Dans un autre cadre un participant du mouvement de cette époque plus
pessimiste encore considérait que ces chansons ne faisaient écho à
rien et qu’en toute logique il n’en restait plus rien.
Le
refoulement et l’oubli ont été alimentés par la défaite et les
désillusions des prolétaires. Le trauma des guerres coloniales est
toujours présent et la vaste analyse à faire sur le sujet est
susceptible de briser la liturgie commémorative du 25 avril ou
de faire fuir le touriste qu’on évitera de faire passer pour un
néocolon. Le livre de R.V sachons lui concéder au moins cela, part
du « bas » et n'évite pas l’importance de la question
coloniale, de la répression et du soulèvement des prolétaires
noirs des pays colonisés par le Portugal et donc de ces
répercussions sur son territoire.
Mais
au fur et à mesure de notre lecture l’ouvrage, parsemé de
chronologies toutes aussi inquiétantes que nécessaire s’invite la
question de la critique de l'économie politique et des options
idéologiques de l’auteure. Elles s’affirment ouvertement mais au
prix de la falsification historique et de la censure structurée
universitairement et éditorialement.
Il
peut paraître ridicule de rappeler que le Portugal est un petit pays
où l’on fait vite le tour des lieux et des individus. Le
Portugal n’existe pas 5
pouvait même écrire João
Bernardo. Recenser les idées et les pratiques peut-être assez
aisées pour qui s’en donne la peine. Pour preuve de nos jours on y
reconnaît même dans les rues les enfants des anciens fascistes qui
ont su se reconvertir dans la finance et les « affaires »

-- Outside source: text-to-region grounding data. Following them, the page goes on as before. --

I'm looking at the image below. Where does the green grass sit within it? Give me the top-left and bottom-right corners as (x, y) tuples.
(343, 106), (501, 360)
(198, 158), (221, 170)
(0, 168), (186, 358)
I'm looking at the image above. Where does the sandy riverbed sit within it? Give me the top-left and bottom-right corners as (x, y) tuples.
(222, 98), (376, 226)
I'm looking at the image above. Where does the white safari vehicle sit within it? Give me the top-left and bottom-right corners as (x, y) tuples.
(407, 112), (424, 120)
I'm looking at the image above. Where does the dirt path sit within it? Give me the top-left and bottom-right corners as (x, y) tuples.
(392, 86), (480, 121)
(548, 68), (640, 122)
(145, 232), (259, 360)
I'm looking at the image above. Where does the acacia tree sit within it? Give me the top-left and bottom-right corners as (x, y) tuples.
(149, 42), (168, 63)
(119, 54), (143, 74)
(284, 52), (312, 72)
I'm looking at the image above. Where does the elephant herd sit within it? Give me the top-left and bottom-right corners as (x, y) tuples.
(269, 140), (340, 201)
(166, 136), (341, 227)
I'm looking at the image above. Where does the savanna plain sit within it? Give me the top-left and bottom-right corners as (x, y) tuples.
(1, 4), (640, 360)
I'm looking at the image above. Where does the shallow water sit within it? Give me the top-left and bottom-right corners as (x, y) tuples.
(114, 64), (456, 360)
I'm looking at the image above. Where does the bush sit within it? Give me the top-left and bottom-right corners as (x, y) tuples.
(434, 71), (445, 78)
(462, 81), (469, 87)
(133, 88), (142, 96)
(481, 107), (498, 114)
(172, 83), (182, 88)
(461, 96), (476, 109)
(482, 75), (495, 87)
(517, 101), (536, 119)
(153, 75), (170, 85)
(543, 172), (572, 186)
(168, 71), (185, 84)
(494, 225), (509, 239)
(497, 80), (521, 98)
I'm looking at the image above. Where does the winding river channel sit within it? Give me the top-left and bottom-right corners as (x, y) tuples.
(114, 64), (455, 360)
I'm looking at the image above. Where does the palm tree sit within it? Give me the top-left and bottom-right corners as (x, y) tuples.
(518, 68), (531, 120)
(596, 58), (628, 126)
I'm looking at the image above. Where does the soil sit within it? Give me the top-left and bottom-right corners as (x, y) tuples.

comme les anciens paysans pauvres émigrés
qui
reviennent à dates fixes pour s'enfermer dans des tombeaux
granitiques en ruines sous un soleil de plomb.
S’il
est bon de rappeler quelques évidences, c’est que pour quelqu'un
qui se lancerait dans un travail d’archives et de manière
professionnelle sur une question contemporaine comme celle qui nous
intéresse, il est assez aisé de circonscrire son sujet même si
l'entreprise demeure vaste. Le systématisme, l’accumulationnisme
bibliomaniaque et référentiel étant un des traits les plus
caractéristiques du travail universitaire, on ne peut être
qu’étonné que deux références à notre avis majeures de la
période révolutionnaire portugaise soient totalement absentes du
travail de cette autorité médiatique qu’est R.V.
Nous
n’en sommes pas si étonnés que cela puisque cette censure lui
permet de débiter à la fois des options idéologiques aussi
trotskistes que fausses, aussi autoritaires que manipulées et de
défendre un point de vue aussi frelaté que son léninisme de chaire
est aux ordres de l’État.
Notre
interrogation est tout autre en ce qui concerne la publication au
supplément au Dicionário de História de
Portugal - O 25 de Abril et édité par
Figueirinhas Editora et dirigé par António Reis, Paula Borges
Santos et Maria Inácia Rezola et dont les nombreux volumes édités
depuis 2016 6
ne mentionnent de quelque manière que ce soit le journal Combate
ses acteurs et participants, les lieux et problématiques propres de
cette initiative. La bêtise universitaire est décidément
insondable.
C’est
donc bien de cela dont il s’agit c’est-à-dire du Journal Combate
mais avec celui-ci de ce qu’a été l’autonomie ouvrière et les
pratiques radicales des prolétaires critiquant en actes, les partis
et les syndicats, le capitalisme privé ou d’État.
Ce
que fut le Journal Combate
1974-1978.7
Le premier numéro
du Journal paraît le 21 juin 1974, on y trouve son Manifeste
inaugural qui évoluera quelque peu. Le dernier ou le numéro 51,
est daté de février 1978. Les dix premiers numéros furent
hebdomadaires et bénéficièrent d’une large distribution. Du
numéro 11 (22 novembre 1974) au numéro 47
(22 octobre 1976), la périodicité fut quasiment bimensuelle.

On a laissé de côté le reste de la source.